Tim Cook is a "Keep things ticking along" CEO, not a "Change course to a new destination" CEO. Initiatives like this will probably require different leadership to succeed.

  • reactordev 18 hours ago

    Exactly, Tim Cook is a finance guy - he knows the numbers and how to keep Apple profitable. What he lacks is product vision. His one opportunity (ironically, vision) fell flat.

    • pstuart 9 hours ago

      The Apple Car fiasco happened on his watch too.

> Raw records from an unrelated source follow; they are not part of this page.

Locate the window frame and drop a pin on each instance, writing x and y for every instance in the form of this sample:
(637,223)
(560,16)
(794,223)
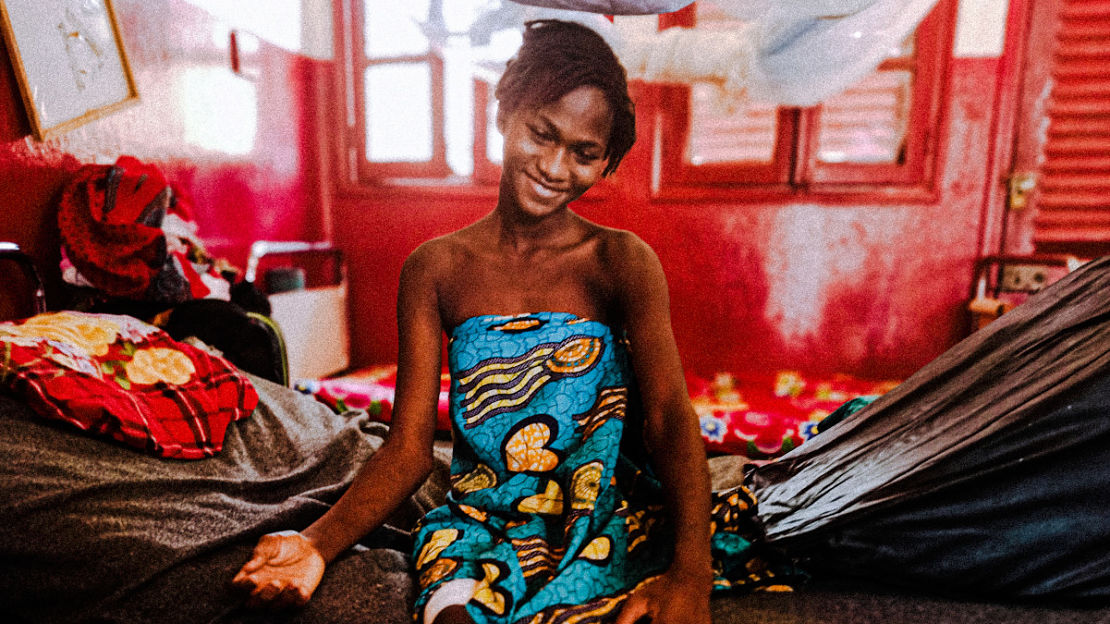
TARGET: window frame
(350,20)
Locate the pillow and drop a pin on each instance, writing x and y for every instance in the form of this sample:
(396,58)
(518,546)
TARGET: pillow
(117,376)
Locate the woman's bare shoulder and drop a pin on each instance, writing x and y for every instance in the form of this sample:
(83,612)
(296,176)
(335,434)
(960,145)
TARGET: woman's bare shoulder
(621,250)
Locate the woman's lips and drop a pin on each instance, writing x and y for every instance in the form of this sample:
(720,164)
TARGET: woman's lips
(544,190)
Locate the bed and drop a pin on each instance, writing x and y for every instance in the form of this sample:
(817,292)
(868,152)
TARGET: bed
(755,415)
(96,530)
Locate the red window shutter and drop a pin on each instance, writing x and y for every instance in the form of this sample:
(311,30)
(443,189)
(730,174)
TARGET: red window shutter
(1073,201)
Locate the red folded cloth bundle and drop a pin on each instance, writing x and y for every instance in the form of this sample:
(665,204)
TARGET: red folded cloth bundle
(129,233)
(119,378)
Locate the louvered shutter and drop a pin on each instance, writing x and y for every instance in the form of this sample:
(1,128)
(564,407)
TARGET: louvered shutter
(1073,202)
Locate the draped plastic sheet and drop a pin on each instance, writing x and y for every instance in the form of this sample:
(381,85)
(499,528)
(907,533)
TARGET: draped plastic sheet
(787,53)
(985,472)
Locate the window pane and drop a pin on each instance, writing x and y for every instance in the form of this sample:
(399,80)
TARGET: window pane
(399,112)
(495,142)
(867,123)
(724,129)
(393,29)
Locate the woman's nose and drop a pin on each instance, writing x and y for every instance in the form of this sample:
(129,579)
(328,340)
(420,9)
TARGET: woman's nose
(553,163)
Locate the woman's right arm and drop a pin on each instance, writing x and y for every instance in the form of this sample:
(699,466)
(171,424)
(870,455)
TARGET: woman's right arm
(286,567)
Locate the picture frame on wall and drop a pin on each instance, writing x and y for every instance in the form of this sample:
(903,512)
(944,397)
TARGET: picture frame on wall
(69,60)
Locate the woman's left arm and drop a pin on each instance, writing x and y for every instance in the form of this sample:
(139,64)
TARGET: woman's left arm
(673,439)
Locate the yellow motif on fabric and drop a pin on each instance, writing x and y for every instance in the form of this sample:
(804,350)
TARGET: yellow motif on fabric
(576,355)
(598,550)
(585,484)
(441,569)
(518,325)
(593,611)
(500,385)
(474,513)
(535,556)
(435,544)
(149,366)
(639,525)
(88,333)
(612,403)
(481,477)
(486,594)
(550,502)
(526,451)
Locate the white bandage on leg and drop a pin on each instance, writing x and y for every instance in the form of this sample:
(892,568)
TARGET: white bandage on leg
(451,593)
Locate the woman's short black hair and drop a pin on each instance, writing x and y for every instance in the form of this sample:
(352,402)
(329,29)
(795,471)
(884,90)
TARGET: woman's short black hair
(558,57)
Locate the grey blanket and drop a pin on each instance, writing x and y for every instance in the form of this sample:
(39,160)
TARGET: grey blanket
(93,531)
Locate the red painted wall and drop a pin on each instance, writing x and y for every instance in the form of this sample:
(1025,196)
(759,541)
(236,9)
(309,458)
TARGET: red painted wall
(876,290)
(272,190)
(871,289)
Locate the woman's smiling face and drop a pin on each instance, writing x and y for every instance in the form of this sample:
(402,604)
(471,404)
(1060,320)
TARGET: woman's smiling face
(555,152)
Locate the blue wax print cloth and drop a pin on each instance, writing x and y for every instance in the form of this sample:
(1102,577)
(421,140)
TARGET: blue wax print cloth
(553,511)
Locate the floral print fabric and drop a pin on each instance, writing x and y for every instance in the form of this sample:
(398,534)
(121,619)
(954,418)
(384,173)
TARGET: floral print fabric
(119,378)
(553,512)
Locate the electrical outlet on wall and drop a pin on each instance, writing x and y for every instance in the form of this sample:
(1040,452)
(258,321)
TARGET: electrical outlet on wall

    • ljlolel 17 hours ago

      Don’t downvote this guy! Interesting to note that he probably constantly got criticized for not having vision, so he took that literally and called the product Vision Pro.

      It’s the kind of mistake an LLM would make. Very Lacanian.

      • reactordev 16 hours ago

        I wouldn’t go that far. Tim Cook doesn’t really care what people think of him, he only cares about one group of people - shareholders. It was probably marketing that came up with it. Tim is totally fine being the finance guy and the vision he sold the board was “I’ll keep Apple from imploding” which he has been very successful at.

        Like Nadella, you need someone from the early years, who knows the business, to run it.

        Cook lacks product vision because 1) he’s no Steve Jobs. He was hired. He didn’t create. 2) He doesn’t have an Jonny Ive to make something as boring as a computer be as sexy as an Italian vase. Or as sleek as a pencil. Or as flat as paper. Or whatever metaphors were used during the Ive years to describe his design process.

        But he has been there long enough to know how it works.

        • nchmy 15 hours ago

          Nadella seems to have incomparably more vision...

          • reactordev 14 hours ago

            Different character of person though. Nadella was engineering, former Sun Microsystems, he understands cloud, having led initiatives within Microsoft in that area. He also opened the door to open source that Microsoft had shuttered for so long.

            • acomjean 11 hours ago

              But as I’ve started using windows again, it’s shocking that he allows a lot of the unprofessional upselling crap in.

              Windows seems to be a platform for selling cloud services… lamentably it probably works.

  • buyucu 15 hours ago

    Tim Cook is the guy you hire to squeeze more money from your existing customer base. He is not the guy you hire to create new cool things.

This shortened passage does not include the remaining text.